Some 21 million women, men and children are in forced labor, trafficked, held in debt bondage or work in slave-like conditions worldwide, and their toil generates an estimated $150 billion in illegal profits in the private global economy, according to a new report by the International Labor Organization (ILO). The $150 billion in illegal profits is three times more than the previous ILO estimate.
he majority of those in forced labor are women and girls, who make up 55 percent of the total, compared with 9.5 million (45 percent) men and boys. Many of these women are domestic workers. Of the 52.6 million domestic workers worldwide, the report estimates 3.4 million—6.5 percent—are in forced labor. Further, many domestic workers are migrants, often exploited by labor brokers and employers. The report notes that an estimated $8 billion is literally stolen annually from domestic workers in forced labor who, on average, are effectively deprived of 60 percent of their wages.
Overall, $51 billion of the estimated $150 billion in illegal profits results from forced economic exploitation, including domestic work and agriculture, areas where women make up much or most of the workforce. Commercial sexual exploitation accounts for $99 billion.
“Profits and Poverty: The Economics of Forced Labor” finds solid evidence for a correlation between forced labor and poverty. In countries where the ILO measured “income shocks” and food insecurity, such as Niger and Bolivia, a larger percentage of forced laborers than people who worked freely came from households where income had declined. In Nepal, only 9 percent of workers in forced labor had lived in food-secure households, compared with 56 percent of freely employed individuals.
The report finds the profit from forced labor is generated from three broad areas:
• $34 billion in construction, manufacturing, mining and utilities.
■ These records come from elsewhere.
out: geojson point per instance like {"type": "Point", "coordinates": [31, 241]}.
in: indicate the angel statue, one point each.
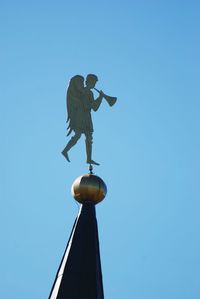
{"type": "Point", "coordinates": [80, 102]}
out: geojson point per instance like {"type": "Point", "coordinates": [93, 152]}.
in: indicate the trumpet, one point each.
{"type": "Point", "coordinates": [111, 100]}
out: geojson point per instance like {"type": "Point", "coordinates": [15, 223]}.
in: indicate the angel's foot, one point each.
{"type": "Point", "coordinates": [65, 154]}
{"type": "Point", "coordinates": [92, 162]}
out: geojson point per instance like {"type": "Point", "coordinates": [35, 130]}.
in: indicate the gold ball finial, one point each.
{"type": "Point", "coordinates": [89, 188]}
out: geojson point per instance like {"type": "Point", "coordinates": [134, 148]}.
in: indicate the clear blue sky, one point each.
{"type": "Point", "coordinates": [147, 54]}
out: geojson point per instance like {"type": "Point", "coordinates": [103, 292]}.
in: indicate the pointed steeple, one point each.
{"type": "Point", "coordinates": [79, 275]}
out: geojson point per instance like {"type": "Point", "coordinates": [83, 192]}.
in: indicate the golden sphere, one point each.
{"type": "Point", "coordinates": [89, 188]}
• $9 billion in agriculture, including forestry and fishing.
• $8 billion saved by private households by not paying or underpaying domestic workers held in forced labor.
An individual is considered to be working in forced labor, according to the ILO’s survey guidelines, if his or her recruitment was not free and involved some form of penalty at the time of recruitment, and if that individual works and lives under duress, and faces any penalty or cannot leave the employer because of the menace of a penalty.